As a basis for modelling brain function, deep learning has in recent years been used to model systems in vision, audition, motor control, navigation, and cognitive control. In a new paper, DeepMind researchers call attention to another “fundamentally novel” development in AI research — deep reinforcement learning (deep RL) — which they believe also has vital implications for neuroscience and deserves more attention from neuroscientists.
The first neuroscience applications of supervised deep learning can be traced back to the 1980s. The increasing availability of more powerful computers over the past decade has renewed research efforts in applying AI approaches — especially supervised deep learning — to neuroscience.

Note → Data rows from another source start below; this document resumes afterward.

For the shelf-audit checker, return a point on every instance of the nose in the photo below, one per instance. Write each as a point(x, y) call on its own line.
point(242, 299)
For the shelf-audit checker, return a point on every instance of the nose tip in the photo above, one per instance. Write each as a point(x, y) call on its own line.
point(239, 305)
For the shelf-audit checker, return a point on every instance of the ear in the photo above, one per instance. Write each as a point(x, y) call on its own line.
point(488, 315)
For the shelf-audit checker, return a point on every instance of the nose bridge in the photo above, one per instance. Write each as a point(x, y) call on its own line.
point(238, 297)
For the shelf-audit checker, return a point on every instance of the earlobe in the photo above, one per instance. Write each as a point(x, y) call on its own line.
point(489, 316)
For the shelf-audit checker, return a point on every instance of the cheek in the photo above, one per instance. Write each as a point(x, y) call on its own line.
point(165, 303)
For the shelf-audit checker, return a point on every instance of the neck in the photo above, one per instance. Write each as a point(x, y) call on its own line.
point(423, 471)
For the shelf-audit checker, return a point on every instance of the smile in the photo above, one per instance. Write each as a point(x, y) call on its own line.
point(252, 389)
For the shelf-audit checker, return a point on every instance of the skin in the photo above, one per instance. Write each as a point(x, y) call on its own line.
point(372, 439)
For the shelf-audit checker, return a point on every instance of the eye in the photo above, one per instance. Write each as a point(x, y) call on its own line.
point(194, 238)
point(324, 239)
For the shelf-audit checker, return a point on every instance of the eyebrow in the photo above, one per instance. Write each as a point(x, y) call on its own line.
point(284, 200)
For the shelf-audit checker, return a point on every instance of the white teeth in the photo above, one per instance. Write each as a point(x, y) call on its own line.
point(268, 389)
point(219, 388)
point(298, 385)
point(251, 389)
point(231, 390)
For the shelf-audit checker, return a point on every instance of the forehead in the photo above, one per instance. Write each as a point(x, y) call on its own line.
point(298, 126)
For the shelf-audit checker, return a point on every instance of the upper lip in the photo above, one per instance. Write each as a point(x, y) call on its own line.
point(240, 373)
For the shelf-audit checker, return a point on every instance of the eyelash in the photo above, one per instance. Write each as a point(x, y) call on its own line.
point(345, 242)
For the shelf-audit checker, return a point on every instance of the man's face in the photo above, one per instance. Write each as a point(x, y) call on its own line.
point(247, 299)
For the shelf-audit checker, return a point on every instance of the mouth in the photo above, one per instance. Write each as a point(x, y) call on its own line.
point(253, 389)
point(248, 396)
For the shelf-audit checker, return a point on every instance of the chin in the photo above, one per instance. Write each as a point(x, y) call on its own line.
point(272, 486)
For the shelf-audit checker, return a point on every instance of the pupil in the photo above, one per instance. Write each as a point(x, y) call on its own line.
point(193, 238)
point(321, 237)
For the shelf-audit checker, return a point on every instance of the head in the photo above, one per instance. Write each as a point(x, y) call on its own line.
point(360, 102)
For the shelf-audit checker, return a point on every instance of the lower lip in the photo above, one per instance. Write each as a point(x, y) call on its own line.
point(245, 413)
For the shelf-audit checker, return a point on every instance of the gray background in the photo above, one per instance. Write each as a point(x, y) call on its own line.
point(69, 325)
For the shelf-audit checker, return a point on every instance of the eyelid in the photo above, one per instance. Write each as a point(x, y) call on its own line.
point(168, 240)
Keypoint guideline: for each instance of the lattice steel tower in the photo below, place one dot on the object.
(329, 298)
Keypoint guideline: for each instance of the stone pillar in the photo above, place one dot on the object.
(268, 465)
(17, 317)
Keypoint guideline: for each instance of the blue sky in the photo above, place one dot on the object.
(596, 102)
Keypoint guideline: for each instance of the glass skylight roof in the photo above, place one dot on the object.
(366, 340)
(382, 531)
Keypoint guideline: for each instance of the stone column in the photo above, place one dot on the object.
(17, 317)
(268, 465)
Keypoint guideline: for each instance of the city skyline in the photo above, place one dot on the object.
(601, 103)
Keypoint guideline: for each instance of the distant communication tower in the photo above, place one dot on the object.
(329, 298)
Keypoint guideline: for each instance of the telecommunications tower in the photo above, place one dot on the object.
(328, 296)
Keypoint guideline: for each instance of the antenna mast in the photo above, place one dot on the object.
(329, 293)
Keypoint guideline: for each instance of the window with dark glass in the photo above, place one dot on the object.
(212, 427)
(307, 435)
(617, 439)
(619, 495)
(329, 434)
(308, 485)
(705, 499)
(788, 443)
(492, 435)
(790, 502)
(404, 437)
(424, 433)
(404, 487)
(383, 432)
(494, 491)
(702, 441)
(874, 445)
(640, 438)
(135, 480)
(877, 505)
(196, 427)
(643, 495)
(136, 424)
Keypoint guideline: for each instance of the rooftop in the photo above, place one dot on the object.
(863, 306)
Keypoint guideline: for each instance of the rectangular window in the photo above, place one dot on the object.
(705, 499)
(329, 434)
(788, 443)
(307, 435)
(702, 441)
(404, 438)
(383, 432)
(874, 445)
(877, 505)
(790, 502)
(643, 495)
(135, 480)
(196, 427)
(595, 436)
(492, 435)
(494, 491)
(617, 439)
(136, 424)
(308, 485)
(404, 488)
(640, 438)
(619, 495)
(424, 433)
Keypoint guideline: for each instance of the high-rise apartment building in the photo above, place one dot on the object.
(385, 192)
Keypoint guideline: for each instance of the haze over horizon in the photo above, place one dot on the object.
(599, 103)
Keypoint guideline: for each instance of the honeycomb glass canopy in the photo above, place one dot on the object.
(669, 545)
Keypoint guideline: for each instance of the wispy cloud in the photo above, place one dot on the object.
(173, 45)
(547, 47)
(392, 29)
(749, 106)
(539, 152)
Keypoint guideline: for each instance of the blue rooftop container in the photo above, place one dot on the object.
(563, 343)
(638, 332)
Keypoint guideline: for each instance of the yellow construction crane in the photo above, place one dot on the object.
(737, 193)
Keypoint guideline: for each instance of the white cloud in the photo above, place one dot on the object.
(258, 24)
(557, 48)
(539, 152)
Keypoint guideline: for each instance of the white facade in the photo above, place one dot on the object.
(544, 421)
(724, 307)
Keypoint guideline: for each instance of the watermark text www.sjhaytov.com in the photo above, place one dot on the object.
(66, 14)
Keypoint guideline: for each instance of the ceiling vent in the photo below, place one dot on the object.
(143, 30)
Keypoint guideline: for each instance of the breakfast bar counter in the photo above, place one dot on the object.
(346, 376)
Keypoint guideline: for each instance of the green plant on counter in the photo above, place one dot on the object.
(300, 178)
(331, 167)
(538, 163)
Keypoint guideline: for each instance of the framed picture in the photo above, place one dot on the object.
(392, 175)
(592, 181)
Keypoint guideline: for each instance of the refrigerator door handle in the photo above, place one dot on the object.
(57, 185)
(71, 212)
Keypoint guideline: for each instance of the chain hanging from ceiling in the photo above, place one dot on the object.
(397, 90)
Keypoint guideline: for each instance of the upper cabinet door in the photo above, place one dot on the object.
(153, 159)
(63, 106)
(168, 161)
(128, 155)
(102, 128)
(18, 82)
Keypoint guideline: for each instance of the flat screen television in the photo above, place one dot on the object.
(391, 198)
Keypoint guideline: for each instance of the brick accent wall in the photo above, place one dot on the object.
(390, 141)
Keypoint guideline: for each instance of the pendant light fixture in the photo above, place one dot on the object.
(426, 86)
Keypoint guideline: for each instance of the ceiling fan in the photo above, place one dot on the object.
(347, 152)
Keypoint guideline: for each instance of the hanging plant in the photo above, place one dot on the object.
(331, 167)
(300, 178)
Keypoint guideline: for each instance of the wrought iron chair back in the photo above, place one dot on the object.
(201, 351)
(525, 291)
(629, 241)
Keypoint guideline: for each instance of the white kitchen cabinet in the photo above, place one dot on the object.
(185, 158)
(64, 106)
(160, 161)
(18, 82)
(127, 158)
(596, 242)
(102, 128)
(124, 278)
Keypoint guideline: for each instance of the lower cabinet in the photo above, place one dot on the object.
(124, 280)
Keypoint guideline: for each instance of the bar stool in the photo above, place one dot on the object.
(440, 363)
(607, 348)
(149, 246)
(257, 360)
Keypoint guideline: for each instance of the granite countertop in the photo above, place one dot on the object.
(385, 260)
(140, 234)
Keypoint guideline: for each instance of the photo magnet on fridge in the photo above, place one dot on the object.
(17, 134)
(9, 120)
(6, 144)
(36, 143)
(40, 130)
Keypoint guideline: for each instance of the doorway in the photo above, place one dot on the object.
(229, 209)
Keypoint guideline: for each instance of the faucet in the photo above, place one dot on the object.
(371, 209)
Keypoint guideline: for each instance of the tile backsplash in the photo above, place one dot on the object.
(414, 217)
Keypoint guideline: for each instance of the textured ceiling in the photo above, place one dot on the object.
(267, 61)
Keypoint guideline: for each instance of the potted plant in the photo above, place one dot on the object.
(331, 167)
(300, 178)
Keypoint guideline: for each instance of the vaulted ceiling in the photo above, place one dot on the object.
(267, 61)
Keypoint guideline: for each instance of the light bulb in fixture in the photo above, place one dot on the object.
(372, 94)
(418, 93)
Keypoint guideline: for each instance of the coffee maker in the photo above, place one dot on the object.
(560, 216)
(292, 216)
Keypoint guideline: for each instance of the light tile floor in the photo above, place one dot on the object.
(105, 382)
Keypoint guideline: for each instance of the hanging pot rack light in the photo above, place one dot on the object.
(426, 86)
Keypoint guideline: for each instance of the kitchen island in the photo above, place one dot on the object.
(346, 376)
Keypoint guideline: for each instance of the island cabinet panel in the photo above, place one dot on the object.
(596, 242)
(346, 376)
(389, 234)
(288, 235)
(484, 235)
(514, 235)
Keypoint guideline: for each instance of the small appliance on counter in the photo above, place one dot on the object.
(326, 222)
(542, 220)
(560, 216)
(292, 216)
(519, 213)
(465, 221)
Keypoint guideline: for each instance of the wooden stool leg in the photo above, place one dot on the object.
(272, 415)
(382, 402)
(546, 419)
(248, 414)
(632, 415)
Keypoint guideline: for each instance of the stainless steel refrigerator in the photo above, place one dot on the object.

Deep RL unites deep learning and reinforcement learning, a computational framework that has already had a substantial impact on neuroscience research. The DeepMind team proposes deep RL as a comprehensive framework for studying the interplay between learning, representation, and decision-making that can bring new set of research tools and a wide range of novel hypotheses to the brain sciences.
Although deep neural networks have proven an impressive model for neural representation, the team notes that related research has mostly utilized supervised training and has therefore provided little direct leverage on the big-picture problem of understanding motivated, goal-directed behaviour. At the same time, although RL has provided a powerful theory of the neural mechanisms of learning and decision making, it has until recently offered neuroscience little guidance in thinking through the problem of representation.
The researchers say deep RL offers neuroscience something new by demonstrating how RL and deep learning can fit together. While deep learning focuses on how representations are learned and RL on how rewards guide learning, “when deep learning and RL are integrated, each triggers new patterns of behaviour in the other, leading to computational phenomena unseen in either deep learning or RL on their own.”
The team highlights six areas where they believe deep RL may provide leverage for neuroscientific research: representation learning, model-based RL, memory, exploration, social cognition, and cognitive control and action hierarchies.
Explorations of deep RL in neuroscience have only just begun, and the researchers envision its increasing engagement in the future. They also note that since deep RL is a work in progress, the opportunity also exists for neuroscience research to influence deep RL, continuing the “virtuous circle” that has connected neuroscience and AI for decades.
The paper Deep Reinforcement Learning and its Neuroscientific Implications is on arXiv.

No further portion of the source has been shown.